The state of Louisiana will not advance into phase three of President Trump’s Opening Up America Again plan at the end of this month but remain in phase two until July 24.
Gov. John Bel Edwards delivered the bad news during a news conference Monday. He is expected to issue a proclamation extending phase two until July 24, meaning large venues and other businesses must maintain a 50-percent capacity limit at their sites. Under phase three, large venues can resume normal operations with some social distancing protocols and visitation to senior centers can resume as well.
“Cases appear to be increasing all across the south,” Edwards said. “So that should put an end to the theory that the summer, with increased heat and humidity, would cause the virus to disappear.”
“It goes without saying that this is not the direction we want to be headed in,” he added.
As of Monday, some 50,000 cases of COVID-19 were reported in Louisiana while the death total had risen to some 3,000, according to the state Department of Health’s Coronavirus online tracker.
The number of Coronavirus cases in Louisiana increased by some 10,000 in the last 20 days. As of June 1, there were 40,341 cases of COVID-19 reported across the state as well as 2,690 deaths.
According to Edwards, trends in COVID-19 data showed hospitalizations were increasing when compared to previous weeks where the hospitalization rate declined.
Virus not spreading
in congregant settings
“The new cases are related to community spread rather than spread through congregant settings like nursing homes, for example,” Edwards said. “I think we all knew that with more testing, we would see more cases.”
The spread of the virus can be traced back to places like bars or events like high school graduation parties, according to Edwards. Edwards said the spread of Coronavirus among youth is not surprising because youth likely believe they are less likely to die and thus more willing to risk contracting the virus.
“It’s especially dangerous when these young people go back home where there are old people, maybe their parents,” Edwards said. “So we have to do better.”
Edwards said new restrictions would not be imposed but he implored people and organizations to comply with current restrictions to stem the spread of COVID-19. As he has in past news conferences, Edwards chided people who were not complying with the state’s social distancing restrictions.
“There are people out there who are saying they’re done with the virus, but this virus isn’t done with us,” Edwards said.
Alex Billioux, Assistant Secretary for the state Office of Public Health, acknowledged that COVID-19 testing results were not disclosed until about two weeks after the tests were administered. That was one of the most challenging and frustrating parts of responding to the outbreak, he said.

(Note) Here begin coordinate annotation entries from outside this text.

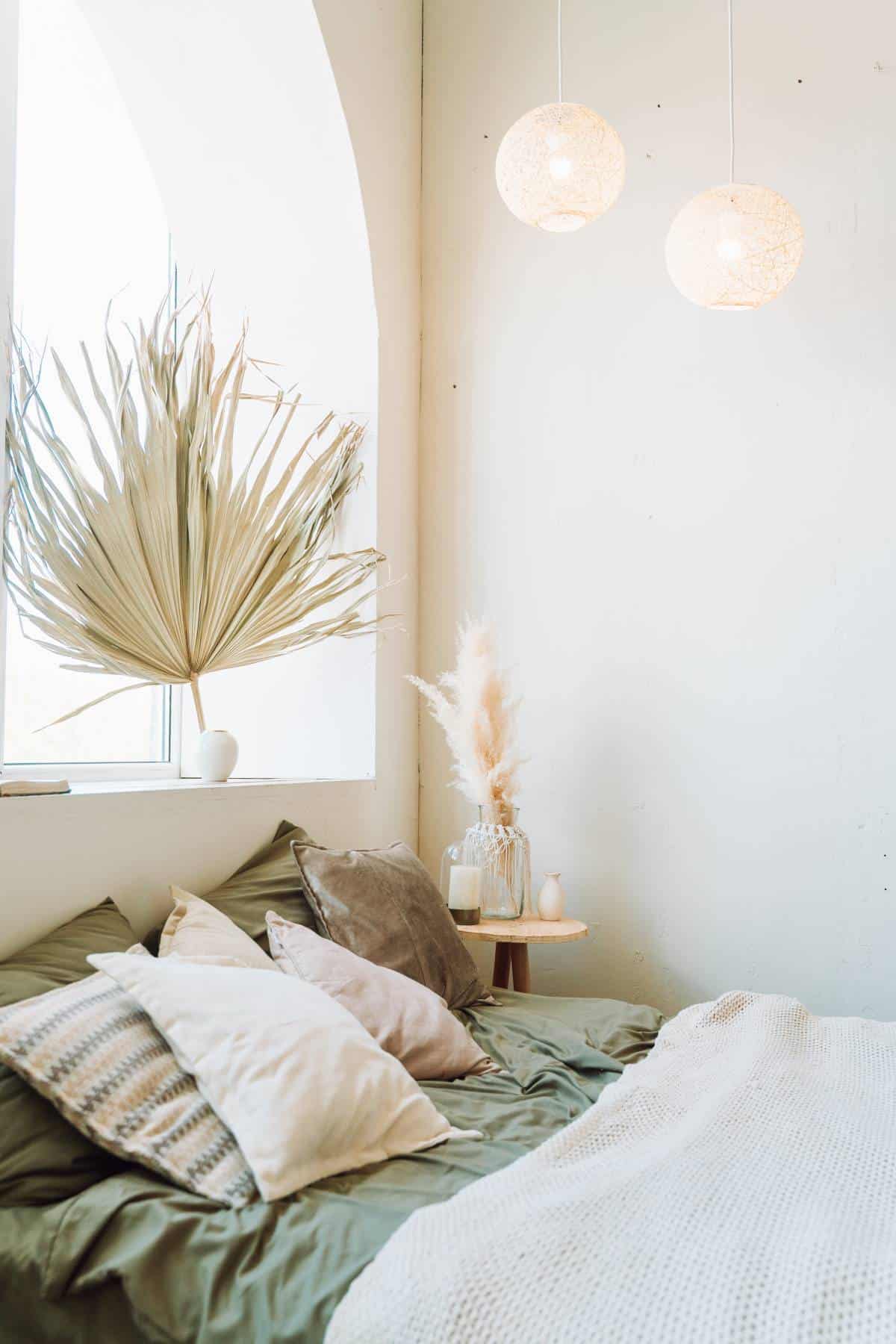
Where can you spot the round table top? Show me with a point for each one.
(524, 930)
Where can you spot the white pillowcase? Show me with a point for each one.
(195, 929)
(302, 1086)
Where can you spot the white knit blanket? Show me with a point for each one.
(735, 1187)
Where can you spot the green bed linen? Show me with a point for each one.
(134, 1260)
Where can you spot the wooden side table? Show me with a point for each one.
(512, 939)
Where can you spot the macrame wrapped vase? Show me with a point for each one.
(500, 848)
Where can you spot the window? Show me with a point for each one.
(89, 225)
(132, 149)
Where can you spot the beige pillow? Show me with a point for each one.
(406, 1019)
(93, 1051)
(300, 1083)
(195, 929)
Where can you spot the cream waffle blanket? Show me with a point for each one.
(735, 1187)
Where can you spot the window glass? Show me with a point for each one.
(90, 228)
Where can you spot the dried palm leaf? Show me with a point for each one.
(178, 564)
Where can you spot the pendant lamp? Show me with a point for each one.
(734, 246)
(559, 166)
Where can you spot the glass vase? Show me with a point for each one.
(500, 848)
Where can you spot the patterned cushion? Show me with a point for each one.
(93, 1051)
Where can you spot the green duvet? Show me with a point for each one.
(132, 1258)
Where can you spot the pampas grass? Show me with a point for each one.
(474, 707)
(178, 564)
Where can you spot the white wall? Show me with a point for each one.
(682, 522)
(60, 855)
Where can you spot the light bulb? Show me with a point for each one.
(729, 249)
(735, 246)
(559, 167)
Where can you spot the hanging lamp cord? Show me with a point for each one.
(559, 50)
(731, 89)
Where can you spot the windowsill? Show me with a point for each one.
(89, 788)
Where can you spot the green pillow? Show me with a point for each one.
(269, 880)
(43, 1159)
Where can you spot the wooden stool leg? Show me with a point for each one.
(501, 974)
(520, 962)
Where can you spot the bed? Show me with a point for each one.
(93, 1249)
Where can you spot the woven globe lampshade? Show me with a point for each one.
(559, 167)
(734, 248)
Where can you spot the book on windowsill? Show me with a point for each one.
(22, 788)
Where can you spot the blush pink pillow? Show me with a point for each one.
(406, 1019)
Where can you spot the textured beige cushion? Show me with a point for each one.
(383, 905)
(406, 1019)
(93, 1051)
(304, 1089)
(195, 929)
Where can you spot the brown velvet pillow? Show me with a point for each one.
(382, 905)
(269, 880)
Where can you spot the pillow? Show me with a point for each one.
(93, 1051)
(406, 1019)
(196, 929)
(304, 1089)
(382, 905)
(269, 880)
(42, 1157)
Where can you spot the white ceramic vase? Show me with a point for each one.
(551, 898)
(218, 752)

“Not only is the data taking longer to get to us, but certainly the actions precede them by two weeks,” Billioux said. “Any actions we take today could take two weeks to have any impact.”
Cases in the
According to Billioux, the greater Monroe area had decreasing numbers of COVID-19 cases this week compared to earlier this month when cases were projected to increase. In Ouachita Parish, 1,980 cases of COVID-19 were reported as well as 67 deaths, as of Monday.
Data provided to LDH about COVID-19 patients showed that the parts of Ouachita Parish with the highest number of cases included southern and southeastern parts of the parish, particularly southern Monroe and Richwood. Other areas where COVID-19 case totals among residents were higher than elsewhere included the Claiborne area in West Monroe, Monroe’s Garden District and parts of eastern Ouachita north and south of Black Bayou.
LDH data also showed COVID-19 hospitalization peaked from April 6 through April 14.